MW: Mr. Fancy Pants began to bore me silly, is what happened initially. His white apartment, his wet bar, his view of the water, his everything. I never did get much below his surface, because I didn’t understand him. I’ve succeeded in the past with characters that I don’t understand, but they were interesting enough to me for me to take the trouble to crack their code. One day I just got sick enough of William Austin that I changed his name–to Billy Austin. That alone altered him profoundly. Have you ever heard of an art dealer named Billy Austin? Then I moved him from the Portland Wharf down to Hanover Street–a far more colorful neighborhood–and he became Harry Griggs, a barely functioning alcoholic for whom I had nothing but empathy.The whole book got easier after that.

CW: So you’re telling me that this novel was originally about Harry Griggs?

MW: It was about a woman named Lizzy, and the man who hit her in his car. That was William/Harry. For about two years, Harry was the actual hit-and-run guy. But then it became more interesting to have him do a good deed that wasn’t, strictly speaking, a good deed.

CW: Right, the “bad Samaritan.” One thing I love about this book is that nobody is just one thing.

MW: It wouldn’t be very much fun to write otherwise.

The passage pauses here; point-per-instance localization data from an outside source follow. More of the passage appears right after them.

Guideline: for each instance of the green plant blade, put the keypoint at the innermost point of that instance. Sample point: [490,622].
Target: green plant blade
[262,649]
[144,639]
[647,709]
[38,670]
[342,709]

CW: The book is so full of surprises. Did you plan them all out?

MW: I followed my characters into a huge yarn-ball of plot, and then spent about three years figuring out how to unravel it.

CW: I’m sorry, but I just do NOT understand how you do that. And I think most people can’t imagine how hard this process must be. But having you as a sister, I have to chuckle when I hear someone say they would like to take a year off to write a book. It’s amazing how many people think they could do what you do if they just had a spare year.

MW: Do you remember the time we were in a grocery line, and you took a magazine off the rack that had a story of mine in it, and showed it to the grocery clerk? She looked at it and said,“I’d be a writer if I had the time.”

CW (laughing): I resisted the urge to strangle her.

MW: I know! I thought: Be my guest,Toots. See how you like it. I’m lucky if I get a page a week.

CW: Enough about you and your writing process. Let’s talk about what was so familiar to me. That scene where they’re sewing shoes!

MW: Did I remember that right?

CW: Right down to the scent of the leather softening in the water, waxing the thread–should we say something about our neighbors?

MW: I guess we should. Our wonderful neighbor used to have her girls and us help her with her piecework.

CW: She got two dollars for a case of shoes–I think there were thirty in a case.

MW: That was a lot of work for two bucks. But don’t you remember it as the most fun thing we ever did?

CW: We’ve done a lot of fun things, Mon.

MW: I’ll put those in the next book, okay?